History

United Kingdom
- Name: HMS Rook
- Ordered: 11 December 1805
- Builder: Thomas Sutton, Ringmore, Devon
- Laid down: February 1806
- Launched: 21 May 1806
- Commissioned: July 1806
- Honours and awards: Battle of Copenhagen (1807)
- Captured: 18 August 1808
- Fate: Burnt by her French captors, 18 August 1808

General characteristics
- Class & type: Cuckoo-class schooner
- Tons burthen: 75 35⁄94 (bm)
- Length: 56 ft 3 in (17.1 m) (gundeck); 42 ft 4+1⁄4 in (12.9 m) (keel);
- Beam: 18 ft 3+1⁄2 in (5.6 m)
- Draught: Unladen: 4 ft 4 in (1.3 m); Laden: 7 ft 6 in (2.3 m);
- Depth of hold: 8 ft 6+1⁄2 in (2.6 m)
- Sail plan: Full-rigged ship, Schooner
- Complement: 20 officers and men
- Armament: 4 × 12-pounder carronades

= HMS Rook =

HMS Rook was a Royal Navy Cuckoo-class schooner, that Thomas Sutton built at Ringmore (Teignmouth) and launched in 1806. In 1808 two French privateers captured and burnt her as she was on her way back to Britain from Port-Royal, Jamaica

==Service==
She was commissioned by Lieutenant Joseph Griffiths for the North Sea. With Rook he was present at the surrender of the Danish Fleet after the Battle of Copenhagen (1807) on 7 September. (Note: The prize money amounted to £3 8s for an ordinary seaman, or just slightly over two months wages.) Rook also received a share, with many other ships in the British fleet at Copenhagen in August–September 1807, of the prize money for the capture of Odifiord and Benedicta (4 and 12 September).

In 1808 Lieutenant James Lawrence took command of Rook. On 28 June, under orders from Admiral Young, she set sail from Plymouth in England to the West Indies. After refitting and taking on specie, on 13 August she left Port-Royal (Jamaica) for Britain with despatches. A French schooner shadowed her for two days, but Rook somehow evaded the hostile French ship.

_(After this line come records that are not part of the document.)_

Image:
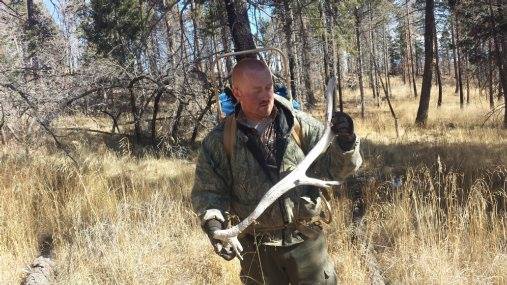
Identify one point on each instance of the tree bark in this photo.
(454, 55)
(240, 27)
(306, 63)
(325, 46)
(331, 44)
(459, 63)
(359, 60)
(437, 63)
(288, 18)
(490, 77)
(422, 112)
(409, 43)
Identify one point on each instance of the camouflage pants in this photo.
(304, 263)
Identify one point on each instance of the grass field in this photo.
(122, 220)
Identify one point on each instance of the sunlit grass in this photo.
(122, 220)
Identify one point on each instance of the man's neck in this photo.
(256, 123)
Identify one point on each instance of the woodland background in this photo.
(103, 105)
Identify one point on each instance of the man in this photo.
(286, 245)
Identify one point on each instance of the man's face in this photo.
(254, 92)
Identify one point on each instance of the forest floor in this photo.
(117, 219)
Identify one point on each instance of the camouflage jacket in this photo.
(236, 185)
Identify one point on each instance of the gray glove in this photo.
(225, 252)
(343, 127)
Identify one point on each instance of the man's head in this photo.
(252, 86)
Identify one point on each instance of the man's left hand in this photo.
(343, 127)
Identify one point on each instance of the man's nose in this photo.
(266, 94)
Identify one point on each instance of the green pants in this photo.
(302, 263)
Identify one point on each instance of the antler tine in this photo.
(295, 178)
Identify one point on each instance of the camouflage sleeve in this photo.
(335, 163)
(211, 191)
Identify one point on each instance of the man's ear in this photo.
(236, 93)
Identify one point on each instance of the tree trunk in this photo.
(288, 18)
(467, 74)
(422, 112)
(31, 44)
(409, 42)
(196, 35)
(239, 25)
(454, 55)
(306, 63)
(501, 55)
(490, 77)
(459, 63)
(325, 47)
(437, 64)
(156, 108)
(331, 44)
(359, 61)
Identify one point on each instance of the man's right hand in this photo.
(210, 227)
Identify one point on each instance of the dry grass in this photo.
(121, 220)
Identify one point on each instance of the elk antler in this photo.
(295, 178)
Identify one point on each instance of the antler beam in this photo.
(295, 178)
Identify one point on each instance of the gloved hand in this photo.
(225, 251)
(343, 127)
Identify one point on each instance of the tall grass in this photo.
(120, 220)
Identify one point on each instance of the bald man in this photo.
(287, 244)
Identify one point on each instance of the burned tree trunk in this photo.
(310, 97)
(437, 64)
(422, 112)
(239, 25)
(288, 18)
(359, 61)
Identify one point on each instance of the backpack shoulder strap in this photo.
(297, 133)
(229, 135)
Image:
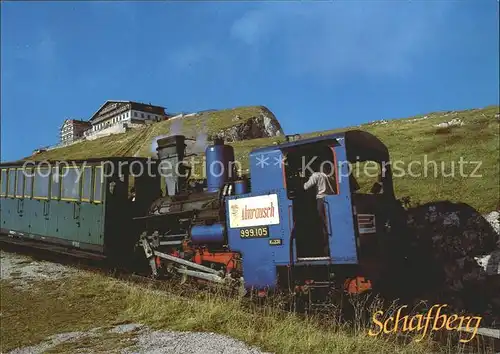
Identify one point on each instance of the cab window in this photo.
(366, 178)
(3, 181)
(55, 183)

On 18 August Rook, still on her way to Britain with despatches, had the misfortune (having dodged one threat) to meet with two French privateers off Cape St. Nicholas (San Domingo). The larger French schooner carried 12 guns and the smaller schooner 10 guns. An unusually accurate shot by Lieutenant Lawrence killed the captain of the largest privateer. After an hour-and-a-half hard fighting, the two privateers succeeded in taking Rook by boarding her. In all, she had three crew members killed, including Lawrence, killed by a musket shot, and 11 wounded (including the Master's Mate - the second in command). The French stripped the survivors naked, including the wounded, and put them into a boat. Before doing so, they kicked Lawrence's body, stabbed to death a wounded sergeant of the Royal Artillery, and threw some wounded overboard. Fortunately, the four unwounded men were able to bring the boat to land where they encountered hospitable natives.

==Fate==
The French intended to take Rook into port as a prize. However, the engagement had caused so much damage to her the French instead decided to set her on fire. They then sailed away as she burned and sank.

==Postscript==
In 1810 James Auchie & Co., London, sued their insurers for six cases of specie, each containing $2000, carried in Rook and consigned to the company. However, as Lawrence had signed the Bill of Lading "contents unknown" and as there was no other evidence beyond some notations in the margin of the bill, the judge dismissed the suit.